Control COVID-19 infections inside correctional facilities by implementing a broad testing protocol that includes 100% entry testing, molecular testing of all symptomatic patients and contacts, and screening of all asymptomatic individuals using rapid antigen tests on a frequent basis; implementing a personal protection plan for incarcerated people, including education, free and increased access to soap, hand sanitizer, masks (surgical masks wherever possible), cleaning supplies, and air purifiers, if possible; limiting movement of staff and incarcerated individuals within facilities; subject to public safety considerations, releasing individuals to house arrest or electronic monitoring, paroling at-risk (medically compromised/elderly) individuals when appropriate, and significantly and safely reducing incarcerated populations overall.
Prevent COVID-19 infections from reentering communities.
Prevent COVID-19 infections from entering the community from a correctional facility by testing and quarantining incarcerated people prior to release; conducting regular testing and health screening of staff; and partnering with community-based organizations to facilitate release and reentry.
Prevent COVID-19 infections in community supervision.
Prevent COVID-19 infections by reducing in-person contact between community supervision officers and supervised people; providing service and supervision to support successful reentry and limit reoffending by limiting or modifying drug testing; limiting standard conditions; reducing in-person check-ins by expanding phone and video meetings as needed; and terminating supervision for lower-risk individuals nearing the end of their supervision terms.
Protect rights, dignity, and well-being.
Protect the rights, humanity, dignity, and well-being of incarcerated and supervised people and staff members by using technology such as free and low-cost phone and video calls to allow incarcerated people to maintain access to counsel, family, and friends; to the extent possible, providing on-line alternatives to in-person educational and vocational programing; ensuring that quarantine conditions are not the same as solitary confinement/punitive segregation; providing healthy cooked meals and healthcare for incarcerated people, and waiving all co-pays for COVID-related illness; communicating with victims of crime/survivors and partnering with advocacy organizations; and providing staff with COVID-specific sick time separate from normal PTO/sick time to encourage symptomatic staff to stay home.
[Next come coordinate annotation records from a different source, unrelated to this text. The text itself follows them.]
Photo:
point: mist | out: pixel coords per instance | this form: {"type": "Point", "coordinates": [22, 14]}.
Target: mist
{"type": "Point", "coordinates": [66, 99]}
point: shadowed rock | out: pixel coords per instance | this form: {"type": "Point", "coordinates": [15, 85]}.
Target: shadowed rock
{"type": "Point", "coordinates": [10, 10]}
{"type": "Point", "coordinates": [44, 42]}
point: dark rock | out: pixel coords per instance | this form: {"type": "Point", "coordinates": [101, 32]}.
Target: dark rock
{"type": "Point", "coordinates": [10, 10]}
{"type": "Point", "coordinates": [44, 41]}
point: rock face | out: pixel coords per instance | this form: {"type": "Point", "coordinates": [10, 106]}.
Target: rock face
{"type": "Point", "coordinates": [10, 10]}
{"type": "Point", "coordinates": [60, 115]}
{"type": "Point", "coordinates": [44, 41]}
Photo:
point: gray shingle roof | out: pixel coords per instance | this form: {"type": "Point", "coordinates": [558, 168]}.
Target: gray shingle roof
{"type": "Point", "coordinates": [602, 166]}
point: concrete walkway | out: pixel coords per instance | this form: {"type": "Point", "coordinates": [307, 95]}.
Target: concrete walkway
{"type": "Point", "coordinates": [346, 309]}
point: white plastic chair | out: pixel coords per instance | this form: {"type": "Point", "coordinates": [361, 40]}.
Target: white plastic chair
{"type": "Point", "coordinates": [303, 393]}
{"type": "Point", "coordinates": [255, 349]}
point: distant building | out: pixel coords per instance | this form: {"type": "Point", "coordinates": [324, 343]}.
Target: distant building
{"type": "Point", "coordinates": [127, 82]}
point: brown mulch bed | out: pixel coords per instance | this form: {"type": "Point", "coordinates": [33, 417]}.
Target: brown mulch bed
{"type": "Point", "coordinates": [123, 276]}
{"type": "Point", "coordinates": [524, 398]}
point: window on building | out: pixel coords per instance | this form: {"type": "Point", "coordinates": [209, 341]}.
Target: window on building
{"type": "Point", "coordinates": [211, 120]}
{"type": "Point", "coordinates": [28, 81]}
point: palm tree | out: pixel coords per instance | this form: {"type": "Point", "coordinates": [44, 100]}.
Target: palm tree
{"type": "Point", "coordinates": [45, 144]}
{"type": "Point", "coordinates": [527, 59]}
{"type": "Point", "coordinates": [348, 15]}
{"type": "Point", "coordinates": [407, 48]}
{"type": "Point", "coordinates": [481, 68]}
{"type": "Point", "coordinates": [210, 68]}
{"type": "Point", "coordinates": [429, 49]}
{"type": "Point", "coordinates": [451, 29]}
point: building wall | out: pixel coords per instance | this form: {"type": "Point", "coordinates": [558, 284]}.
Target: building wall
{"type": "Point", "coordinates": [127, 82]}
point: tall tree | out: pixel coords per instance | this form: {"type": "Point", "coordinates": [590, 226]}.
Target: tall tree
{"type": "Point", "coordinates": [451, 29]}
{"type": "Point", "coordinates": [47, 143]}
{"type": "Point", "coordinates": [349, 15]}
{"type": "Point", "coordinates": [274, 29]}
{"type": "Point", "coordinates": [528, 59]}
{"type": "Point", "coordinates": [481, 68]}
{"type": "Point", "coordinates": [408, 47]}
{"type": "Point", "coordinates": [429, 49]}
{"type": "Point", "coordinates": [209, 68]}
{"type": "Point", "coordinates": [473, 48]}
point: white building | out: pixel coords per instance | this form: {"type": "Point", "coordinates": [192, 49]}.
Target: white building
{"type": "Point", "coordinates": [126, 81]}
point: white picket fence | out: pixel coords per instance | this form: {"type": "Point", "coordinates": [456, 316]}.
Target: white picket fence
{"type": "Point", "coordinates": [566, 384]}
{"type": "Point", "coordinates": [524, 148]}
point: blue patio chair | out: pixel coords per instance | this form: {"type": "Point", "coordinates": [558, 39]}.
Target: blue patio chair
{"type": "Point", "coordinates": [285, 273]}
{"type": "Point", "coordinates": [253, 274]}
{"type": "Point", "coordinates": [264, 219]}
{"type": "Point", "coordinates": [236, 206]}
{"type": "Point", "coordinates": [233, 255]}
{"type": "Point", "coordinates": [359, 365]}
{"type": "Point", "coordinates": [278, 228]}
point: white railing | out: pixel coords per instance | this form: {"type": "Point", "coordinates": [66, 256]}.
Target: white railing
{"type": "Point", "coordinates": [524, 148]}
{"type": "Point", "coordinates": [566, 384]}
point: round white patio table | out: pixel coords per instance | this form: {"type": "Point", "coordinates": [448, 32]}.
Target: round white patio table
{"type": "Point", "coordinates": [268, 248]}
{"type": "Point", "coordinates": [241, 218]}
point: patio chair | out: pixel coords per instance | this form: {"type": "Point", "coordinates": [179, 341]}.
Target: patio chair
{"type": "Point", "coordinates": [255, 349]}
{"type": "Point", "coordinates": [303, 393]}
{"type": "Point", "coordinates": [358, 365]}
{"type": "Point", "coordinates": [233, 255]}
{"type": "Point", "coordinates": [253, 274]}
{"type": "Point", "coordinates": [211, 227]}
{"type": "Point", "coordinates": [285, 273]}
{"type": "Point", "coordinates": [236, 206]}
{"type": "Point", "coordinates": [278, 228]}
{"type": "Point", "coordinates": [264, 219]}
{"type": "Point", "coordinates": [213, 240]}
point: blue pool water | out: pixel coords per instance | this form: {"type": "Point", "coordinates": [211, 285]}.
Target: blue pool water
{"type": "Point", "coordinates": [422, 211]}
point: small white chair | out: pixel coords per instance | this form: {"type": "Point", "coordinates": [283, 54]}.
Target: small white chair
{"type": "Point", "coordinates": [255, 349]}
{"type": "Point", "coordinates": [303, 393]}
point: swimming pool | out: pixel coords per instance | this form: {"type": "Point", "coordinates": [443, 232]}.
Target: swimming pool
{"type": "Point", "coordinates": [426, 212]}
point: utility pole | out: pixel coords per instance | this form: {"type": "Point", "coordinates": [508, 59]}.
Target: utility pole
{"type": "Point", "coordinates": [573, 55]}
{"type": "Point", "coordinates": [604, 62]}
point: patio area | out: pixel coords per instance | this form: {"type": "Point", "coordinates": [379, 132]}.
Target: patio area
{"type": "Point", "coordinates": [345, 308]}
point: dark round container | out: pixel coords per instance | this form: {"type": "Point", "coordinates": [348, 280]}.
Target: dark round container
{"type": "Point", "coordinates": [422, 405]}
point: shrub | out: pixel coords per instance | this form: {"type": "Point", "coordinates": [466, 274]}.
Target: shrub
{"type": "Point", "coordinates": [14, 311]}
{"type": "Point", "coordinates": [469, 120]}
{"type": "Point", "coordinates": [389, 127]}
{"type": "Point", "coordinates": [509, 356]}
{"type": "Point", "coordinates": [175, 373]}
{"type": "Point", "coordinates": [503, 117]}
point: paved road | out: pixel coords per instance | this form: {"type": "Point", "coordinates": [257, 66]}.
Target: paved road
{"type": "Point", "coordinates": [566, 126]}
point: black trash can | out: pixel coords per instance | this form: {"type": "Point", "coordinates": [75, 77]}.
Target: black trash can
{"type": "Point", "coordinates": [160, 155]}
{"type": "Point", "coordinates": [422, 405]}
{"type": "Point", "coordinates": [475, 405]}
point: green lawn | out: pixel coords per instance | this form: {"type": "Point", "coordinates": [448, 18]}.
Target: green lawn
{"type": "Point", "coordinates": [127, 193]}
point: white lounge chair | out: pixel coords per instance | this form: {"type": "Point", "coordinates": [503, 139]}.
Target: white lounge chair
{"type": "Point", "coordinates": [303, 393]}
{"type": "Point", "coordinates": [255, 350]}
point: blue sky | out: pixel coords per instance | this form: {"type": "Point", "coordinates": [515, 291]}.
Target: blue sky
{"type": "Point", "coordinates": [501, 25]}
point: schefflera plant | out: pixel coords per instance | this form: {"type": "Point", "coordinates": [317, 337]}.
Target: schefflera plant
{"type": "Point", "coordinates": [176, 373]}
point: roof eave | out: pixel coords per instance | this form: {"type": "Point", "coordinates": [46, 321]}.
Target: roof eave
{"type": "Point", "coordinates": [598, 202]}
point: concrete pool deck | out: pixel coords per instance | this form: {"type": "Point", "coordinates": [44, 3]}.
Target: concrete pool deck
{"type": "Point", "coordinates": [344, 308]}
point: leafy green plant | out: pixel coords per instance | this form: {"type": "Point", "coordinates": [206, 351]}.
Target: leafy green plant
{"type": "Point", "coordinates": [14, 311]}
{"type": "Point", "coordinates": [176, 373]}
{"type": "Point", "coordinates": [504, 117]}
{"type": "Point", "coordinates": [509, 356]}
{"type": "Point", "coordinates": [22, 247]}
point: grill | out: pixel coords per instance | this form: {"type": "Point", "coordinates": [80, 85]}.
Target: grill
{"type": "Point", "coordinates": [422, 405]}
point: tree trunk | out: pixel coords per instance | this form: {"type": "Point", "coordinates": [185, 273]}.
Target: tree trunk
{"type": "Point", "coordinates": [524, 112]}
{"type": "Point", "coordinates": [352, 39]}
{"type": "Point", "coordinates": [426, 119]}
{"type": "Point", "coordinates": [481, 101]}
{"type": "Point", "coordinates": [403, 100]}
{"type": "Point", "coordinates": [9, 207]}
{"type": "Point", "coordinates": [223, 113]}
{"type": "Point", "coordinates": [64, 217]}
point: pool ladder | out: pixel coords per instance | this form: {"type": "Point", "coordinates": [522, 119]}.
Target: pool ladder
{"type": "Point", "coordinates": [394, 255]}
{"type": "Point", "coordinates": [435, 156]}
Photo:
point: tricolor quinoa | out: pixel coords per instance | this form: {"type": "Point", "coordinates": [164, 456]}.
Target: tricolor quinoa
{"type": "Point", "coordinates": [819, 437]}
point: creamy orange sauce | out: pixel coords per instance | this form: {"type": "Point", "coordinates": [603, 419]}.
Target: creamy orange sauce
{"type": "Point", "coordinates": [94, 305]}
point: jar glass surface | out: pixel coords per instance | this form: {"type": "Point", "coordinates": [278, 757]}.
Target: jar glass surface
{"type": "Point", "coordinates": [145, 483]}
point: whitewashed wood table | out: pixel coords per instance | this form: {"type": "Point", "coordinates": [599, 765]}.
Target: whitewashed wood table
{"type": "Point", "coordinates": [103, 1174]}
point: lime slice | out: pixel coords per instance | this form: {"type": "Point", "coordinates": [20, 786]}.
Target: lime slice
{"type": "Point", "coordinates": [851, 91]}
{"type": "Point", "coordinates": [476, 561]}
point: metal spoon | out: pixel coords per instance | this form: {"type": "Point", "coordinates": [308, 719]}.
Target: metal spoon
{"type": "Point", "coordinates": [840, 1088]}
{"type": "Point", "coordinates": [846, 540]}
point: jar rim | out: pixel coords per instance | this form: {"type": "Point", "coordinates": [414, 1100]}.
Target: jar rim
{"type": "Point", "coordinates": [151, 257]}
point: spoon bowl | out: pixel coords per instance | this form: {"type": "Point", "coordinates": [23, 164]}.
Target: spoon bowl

Ensure that these principles of respect, dignity, and well-being guide the implementation of all other recommendations.
Execute a communications plan.
Implement a COVID-19 transparency and communications plan that provides for regular reporting to state or federal supervisory agencies of the number of infections and fatalities among incarcerated or supervised people and staff and their medical status; the specific status of agency action; and compliance with CDC recommendations. The communications plan should also provide for the prompt notification of family and counsel of an incarcerated person's infection.